# Best lake for perch



## goose killer (Mar 26, 2004)

What is the best lake for perch. I have tried a few and I like to fish Devils lake.


----------



## BassMaster15 (Jun 6, 2005)

I would agree with u on devils lake! i have fished for perch on many lakes and so far devils lake has been the best luck! especially for jumbo perch! I think devils lake is one of the best perch lakes in the U.S.


----------



## WidowMaker (Mar 7, 2006)

we did good on mille lacs this year even caught my biggest yet a 14 1/2 inch. Not sure where you are from but i would give it a shot and i m always up for going if ya need someone to show ya a spot or 2


----------



## njsimonson (Sep 24, 2002)

> I think devils lake is one of the best perch lakes in the U.S.


 If not THE best.

Though there are a lot of lakes in the NE part of SD that are cranking out some nice ones still.


----------



## Norm70 (Aug 26, 2005)

ya the alot of places NE SD and still some places in SE ND if you get there at the right time of yr. alot of the lakes in NE SD are really getting fished hard and this has been going on for awhile now. I hope not everyone is taking bucket fulls home. I hope there will be fish there 5 yrs down the road.


----------



## Jiffy (Apr 22, 2005)

Oh yeah, perch fishing on Devils Lake is absolutely awesome!!! :eyeroll:

Just like it use to be about 5 to 7 years ago!!! :roll:

D-E-V-I-L-S L-A-K-E......Devils Lake, Devils Lake........if you go to DL focus on walleye. You'll do much better!! :wink: :beer:


----------



## Jiffy (Apr 22, 2005)

Dont get all "secret code" on me either NJ.... :lol:


----------



## Jiffy (Apr 22, 2005)

Let me rephrase that for anybody reading this who thinks Devils Lake is GREAT for perch. If you are thinking about swarming some small slough instead of going to DL. Go to DL....its tougher to overfish!!! There are you happy now!! YOU know who YOU are!! (code>>>)  
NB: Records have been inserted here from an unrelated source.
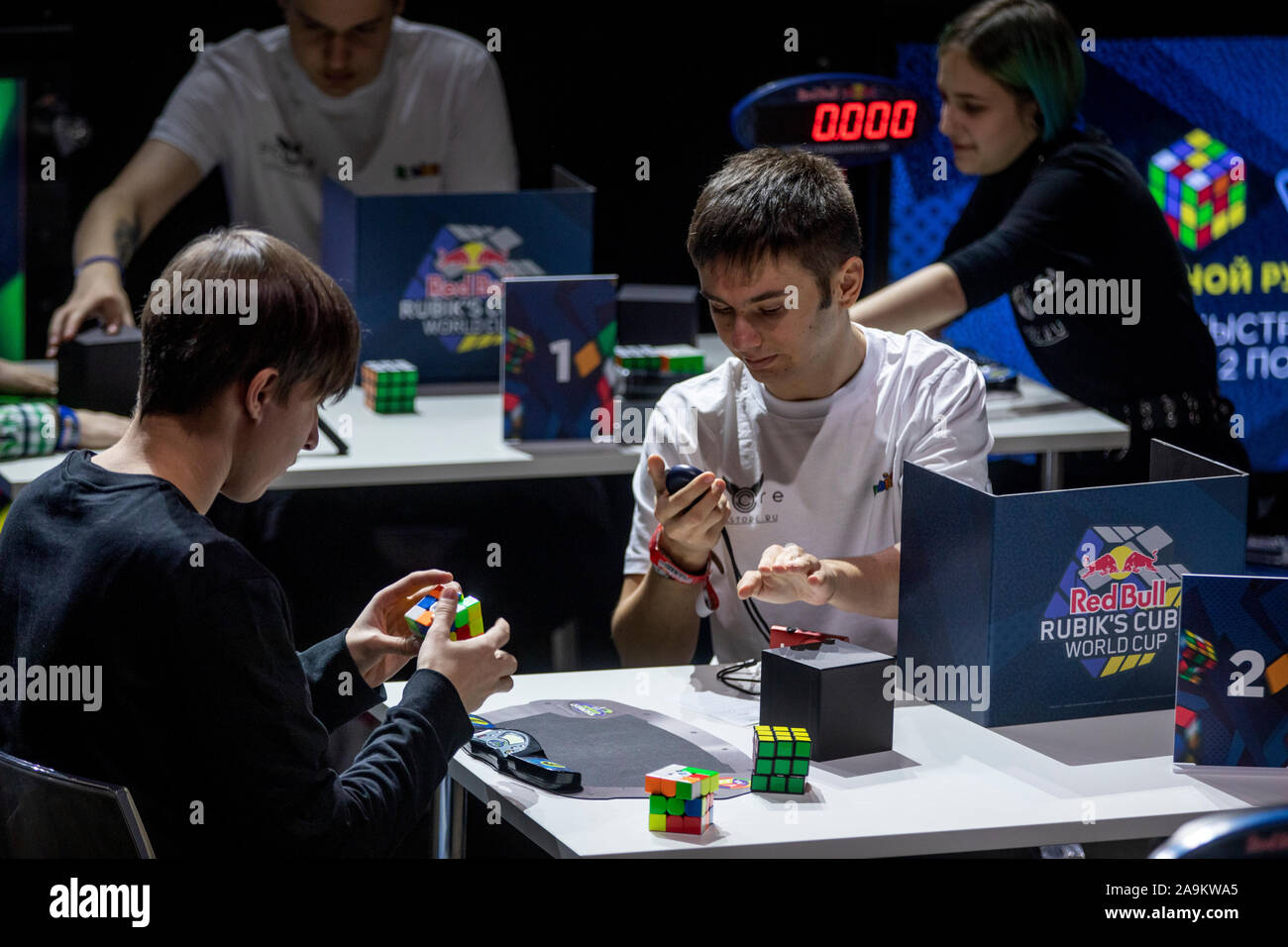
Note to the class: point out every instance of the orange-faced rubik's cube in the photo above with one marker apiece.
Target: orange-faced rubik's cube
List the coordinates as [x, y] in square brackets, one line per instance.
[781, 759]
[389, 385]
[1197, 656]
[1194, 185]
[469, 616]
[681, 799]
Oh, I shouldnt be so hard on the lake. You will still catch a few and on occasion "get into them" but nothing like it use to be. IMNSHO!!!!


----------



## Horker23 (Mar 2, 2006)

Big and Little Winni in Minnesota pots out some monster too! all you need is some good flashers and constently moving to stay on them. might be a little tougher but it worth it


----------



## Outdoorsman567 (Jun 24, 2007)

# 1. i would have to say Devil's lake loots of good perch fishing there

# 2. Since i live right on it i would have to say about 30- 40 feet of water on lake erie using the old flashers :beer:


----------



## Ac_EsS (Jul 3, 2007)

i would have to lake erie! i have lived there my entire life except for the past four years of active dutyand the perch is always amazing!! wether they are bitting on minnows or worms! you can always catch a perch in lake erie from the docks and you can definatly catch your limit if you on a boat


----------



## magnum44270 (Jul 20, 2007)

shhh..leave the NE Sodak lakes out of this......

Devils lake for sure...


----------



## WaterfowlJunky (Mar 16, 2007)

stockade lake in Custer....hands down the best in SD...... :-?


----------



## fishinfool (Jul 7, 2007)

Lake Simcoe in Ontario, World Class.
Can't be beat for Jumbo Perch.

SS


----------



## Feather Freeks (Jan 21, 2008)

Never Fished Devils lake, but i've always wanted to. I would have to say one of the Best Perch Lakes in the U.S has to be Lake of the woods.


----------



## canadian (Dec 20, 2006)

fishinfool said:


> Lake Simcoe in Ontario, World Class.
> Can't be beat for Jumbo Perch.
> 
> SS


amen, also the smallies there get BIG!


----------



## Bustin Lips (Mar 16, 2008)

LOTW, and Mille Lacs. Mille Lacs is a way tougher lake to catch though, but when you do, WOW. Way better than driving 7-8 hours.


----------



## goosehunternd (Mar 10, 2006)

2 words Stump Lake this winter it was like devils lake used to be, although We still did grind quite a few out of DL the last 2 years


----------